ITEM 5. OTHER EVENTS AND REGULATION FD DISCLOSURE.

         On June 24, 2004, ATS Medical, Inc. (the "Company") entered into stock
purchase agreements to sell 3,687,183 shares of its common stock at $3.55 per
share in a private placement to institutional investors through its agent,
Adams, Harkness & Hill, Inc. Net proceeds of the sale of these shares are
expected to approximate $12,406,500 after deducting placement costs and fees and
are intended to be used for working capital and general corporate purposes. The
Company has agreed to file with the SEC within 15 business days after the
closing a registration statement covering resales of these shares. The form of
stock purchase agreement is filed as Exhibit 10.1 to this report. Two press
releases, both dated June 25, 2004, announcing the transaction are attached as
Exhibit 99.1 and Exhibit 99.2 to this report and are incorporated herein by
reference. A third press release, dated June 28, 2004, announcing the closing of
the transaction is attached as Exhibit 99.3 to this report and is incorporated
herein by reference.

ITEM 7. FINANCIAL STATEMENTS AND EXHIBITS.

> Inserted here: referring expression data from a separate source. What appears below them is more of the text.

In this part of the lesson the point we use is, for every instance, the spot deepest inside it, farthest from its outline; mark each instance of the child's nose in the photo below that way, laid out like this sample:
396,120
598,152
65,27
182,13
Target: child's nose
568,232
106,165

(c)      The following exhibits are being filed with this report:

         10.1 Form of Stock Purchase Agreement between the Company and certain
         institutional investors.

         99.1 Press Release, dated June 25, 2004, of ATS Medical, Inc.

         99.2 Press Release, dated June 25, 2004, of ATS Medical, Inc.

         99.3 Press Release, dated June 28, 2004, of ATS Medical, Inc.

                                    SIGNATURE

         Pursuant to the requirements of the Securities Exchange Act of 1934,
the registrant has duly caused this report to be signed on its behalf by the
undersigned hereunto duly authorized.

                                              ATS MEDICAL, INC.



                                              By: /s/ John R. Judd
                                                  ------------------------------
                                                  John R. Judd
                                                  Chief Financial Officer


Date: June 28, 2004






                                  EXHIBIT INDEX


10.1     Form of Stock Purchase Agreement between the Company and certain
         institutional investors.

99.1     Press Release, dated June 25, 2004, of ATS Medical, Inc.

99.2     Press Release, dated June 25, 2004, of ATS Medical, Inc.

99.3     Press Release, dated June 28, 2004, of ATS Medical, Inc.